(591a) Invited Talk: Anti-Inflammatory Mechanism of an Engineered Cytokine Therapy

Introduction: Macrophages play a central role in many immune-mediated diseases and can be polarized toward anti-inflammatory or pro-inflammatory phenotypes, making them promising targets for chronic inflammatory diseases. In response to certain pro-inflammatory stimuli, such as oxidized low-density lipoprotein (oxLDL), macrophages engulf excess LDL, become metabolically dysfunctional, and contribute to disease progression. These lipid-laden macrophages, known as foamy macrophages, are key drivers in several inflammatory diseases including atherosclerosis and non-alcoholic fatty liver disease.

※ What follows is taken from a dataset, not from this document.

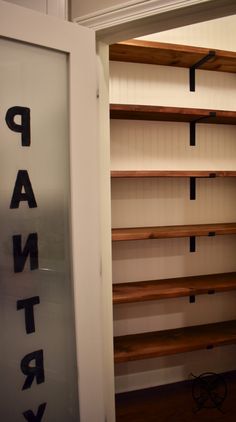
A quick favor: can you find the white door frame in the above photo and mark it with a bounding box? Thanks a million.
[0,1,111,422]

Methods: To target foamy macrophages, we have previously developed chimeric proteins comprised of an LDL binding antibody fragment (Fab) fused to the anti-inflammatory cytokine IL-10. We have found that these protein fusions successfully limit vascular inflammation in atherosclerotic mice. Here, we elucidate the mechanisms by which Fab-IL-10 alters the phenotype of foamy macrophages.

Results: Fab-IL-10 preferentially co-localizes with dendritic cells and macrophages in atherosclerotic mice over other immune cell populations (Fig. 1a) and further associates with splenic macrophages from atherosclerotic mice more strongly than those from healthy mice. In vitro, the initial phosphorylation of STAT3 is reduced for Fab-IL-10 compared to native IL-10 in RAW 264.7 macrophage-like cells (Fig. 1b). However, Fab-IL-10 suppresses lipopolysaccharide (LPS)-induced inflammation in these cells to a greater extent (Fig. 1c).

Conclusions: By evaluating the interactions between Fab-IL-10 and lipid-laden macrophages, we can elucidate mechanistic insights to inform the design of future engineered cytokine therapeutics.